With a market capitalisation of ₹26,303.8 crore, the stock currently trades 26% lower than its 52-week high of ₹378.60 touched on December 15, 2021. The share price hit a 52-week low of ₹200.50 on May 20, 2021. The stock has delivered a negative return of 12% in the past one year, while it has fallen 15.5% on a year-to-date (YTD) basis. In the past one month, the counter has risen 2.4%, while it has gained nearly 2% in a week.
Last Friday, the company received shareholders' approval for the proposed merger with Sony Pictures Networks India Pvt. Ltd. The proposed merger deal has already received a nod from the Competition Commission of India (CCI) on October 4, 2022. It also got a green signal from the domestic bourses - Bombay Stock Exchange (BSE) and National Stock Exchange (NSE) - in July 2022.
In December last year, Zee Entertainment and Sony Pictures Networks India Private Limited (SPNI) inked a deal to merge the two entities to create the largest entertainment network in the country. The merger would make the combined entity the largest media conglomerate in India with a 28% share (leaving behind the current market leader, Disney-Star, with a 22% share). The combined entity will include 75 TV channels, two film studios – Zee Studios and Sony Pictures Films India, as well as two video streaming services – ZEE5 and Sony LIV, and digital content studio Studio NXT, which is currently under Sony Pictures Network.

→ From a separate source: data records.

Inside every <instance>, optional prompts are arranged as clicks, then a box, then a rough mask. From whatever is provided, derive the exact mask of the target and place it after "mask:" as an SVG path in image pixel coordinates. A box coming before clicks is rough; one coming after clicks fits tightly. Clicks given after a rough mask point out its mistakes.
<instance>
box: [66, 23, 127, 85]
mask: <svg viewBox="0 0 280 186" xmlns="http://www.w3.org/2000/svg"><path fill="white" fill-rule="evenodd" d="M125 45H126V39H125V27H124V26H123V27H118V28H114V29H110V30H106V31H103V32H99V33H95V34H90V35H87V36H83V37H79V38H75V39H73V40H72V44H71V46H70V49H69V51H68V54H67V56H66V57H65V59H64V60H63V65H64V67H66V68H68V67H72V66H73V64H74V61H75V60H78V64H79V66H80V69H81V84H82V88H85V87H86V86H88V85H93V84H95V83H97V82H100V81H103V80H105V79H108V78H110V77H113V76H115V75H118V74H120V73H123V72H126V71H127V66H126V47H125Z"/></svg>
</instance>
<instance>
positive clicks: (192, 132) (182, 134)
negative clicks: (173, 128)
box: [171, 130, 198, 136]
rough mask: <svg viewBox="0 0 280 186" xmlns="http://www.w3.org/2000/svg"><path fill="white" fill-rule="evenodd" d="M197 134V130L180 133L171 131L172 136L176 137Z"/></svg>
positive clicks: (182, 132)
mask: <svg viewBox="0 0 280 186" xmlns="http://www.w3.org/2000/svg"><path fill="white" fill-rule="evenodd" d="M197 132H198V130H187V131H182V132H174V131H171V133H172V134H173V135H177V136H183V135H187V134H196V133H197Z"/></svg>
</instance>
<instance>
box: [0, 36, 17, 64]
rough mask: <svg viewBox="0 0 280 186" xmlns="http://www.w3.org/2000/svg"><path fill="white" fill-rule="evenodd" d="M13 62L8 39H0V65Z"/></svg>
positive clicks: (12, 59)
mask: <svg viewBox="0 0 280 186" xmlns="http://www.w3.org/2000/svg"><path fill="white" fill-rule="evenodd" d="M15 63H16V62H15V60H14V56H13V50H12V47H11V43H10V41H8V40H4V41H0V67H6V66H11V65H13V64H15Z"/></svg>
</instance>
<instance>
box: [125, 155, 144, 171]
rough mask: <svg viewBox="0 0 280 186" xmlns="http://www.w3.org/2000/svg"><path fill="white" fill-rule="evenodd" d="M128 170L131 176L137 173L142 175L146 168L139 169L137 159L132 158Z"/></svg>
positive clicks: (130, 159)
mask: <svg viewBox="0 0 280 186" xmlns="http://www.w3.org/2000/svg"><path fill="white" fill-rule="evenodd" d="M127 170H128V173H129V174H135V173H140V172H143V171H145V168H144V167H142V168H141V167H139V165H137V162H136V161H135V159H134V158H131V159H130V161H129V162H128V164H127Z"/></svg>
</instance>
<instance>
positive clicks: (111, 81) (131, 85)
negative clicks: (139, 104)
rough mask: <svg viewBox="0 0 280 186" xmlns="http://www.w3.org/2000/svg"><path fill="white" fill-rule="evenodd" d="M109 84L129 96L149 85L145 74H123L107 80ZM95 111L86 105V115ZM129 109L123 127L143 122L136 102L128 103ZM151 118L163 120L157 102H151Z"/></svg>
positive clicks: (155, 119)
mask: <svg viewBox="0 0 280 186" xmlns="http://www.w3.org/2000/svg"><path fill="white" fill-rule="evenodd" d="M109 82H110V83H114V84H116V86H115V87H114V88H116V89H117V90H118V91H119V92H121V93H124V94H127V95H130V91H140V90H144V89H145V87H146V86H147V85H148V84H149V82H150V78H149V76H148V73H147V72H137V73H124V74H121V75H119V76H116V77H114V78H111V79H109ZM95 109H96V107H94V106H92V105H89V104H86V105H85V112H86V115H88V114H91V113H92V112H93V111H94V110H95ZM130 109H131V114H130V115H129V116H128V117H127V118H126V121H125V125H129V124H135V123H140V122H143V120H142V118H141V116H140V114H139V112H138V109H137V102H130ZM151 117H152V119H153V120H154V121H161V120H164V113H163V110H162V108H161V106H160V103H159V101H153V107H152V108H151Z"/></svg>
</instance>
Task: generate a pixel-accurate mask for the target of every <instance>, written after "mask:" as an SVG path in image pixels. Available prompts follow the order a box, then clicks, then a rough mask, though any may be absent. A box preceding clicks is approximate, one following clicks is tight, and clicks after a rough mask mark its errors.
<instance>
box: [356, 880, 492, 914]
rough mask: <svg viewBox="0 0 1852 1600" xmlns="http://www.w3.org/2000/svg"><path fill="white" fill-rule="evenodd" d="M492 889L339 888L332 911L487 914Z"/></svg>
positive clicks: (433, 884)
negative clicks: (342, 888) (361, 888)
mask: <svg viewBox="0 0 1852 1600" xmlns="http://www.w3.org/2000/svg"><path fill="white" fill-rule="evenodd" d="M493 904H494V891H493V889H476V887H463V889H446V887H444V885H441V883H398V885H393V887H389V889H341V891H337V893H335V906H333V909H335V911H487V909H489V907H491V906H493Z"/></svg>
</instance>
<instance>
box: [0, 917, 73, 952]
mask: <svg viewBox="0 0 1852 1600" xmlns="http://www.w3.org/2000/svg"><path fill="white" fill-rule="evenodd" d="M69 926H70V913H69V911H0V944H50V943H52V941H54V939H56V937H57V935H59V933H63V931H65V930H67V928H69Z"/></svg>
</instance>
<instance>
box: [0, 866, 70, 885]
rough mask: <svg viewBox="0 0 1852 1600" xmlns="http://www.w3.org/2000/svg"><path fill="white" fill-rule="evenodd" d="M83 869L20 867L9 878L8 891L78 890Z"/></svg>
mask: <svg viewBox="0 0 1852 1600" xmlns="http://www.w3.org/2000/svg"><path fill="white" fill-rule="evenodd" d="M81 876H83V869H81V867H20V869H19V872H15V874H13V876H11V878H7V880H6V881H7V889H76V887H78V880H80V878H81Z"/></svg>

Once the regulatory approvals come through Sony Pictures Entertainment through its Indian entity, SPNI, will indirectly hold a majority of 50.86% of the combined company, the promoters (founders) of ZEEL will hold 3.99%, and the other ZEEL shareholders will hold 45.15% stake. The new board would comprise nine members, out of which five would be nominated by SPNI, three would be independent members and Punit Goenka would also get a position in the board.
Goenka, the incumbent ZEEL CEO, will lead the merged entity as its managing director and CEO. Sony Group will nominate most of the directors on the board of the new entity, including N.P. Singh, the current SPNI managing director and CEO. Post merger, Singh will assume a broader executive position at SPE as Chairman, Sony Pictures India (a division of SPE), reporting to Ravi Ahuja, SPE’s chairman of global television studios and SPE corporate development.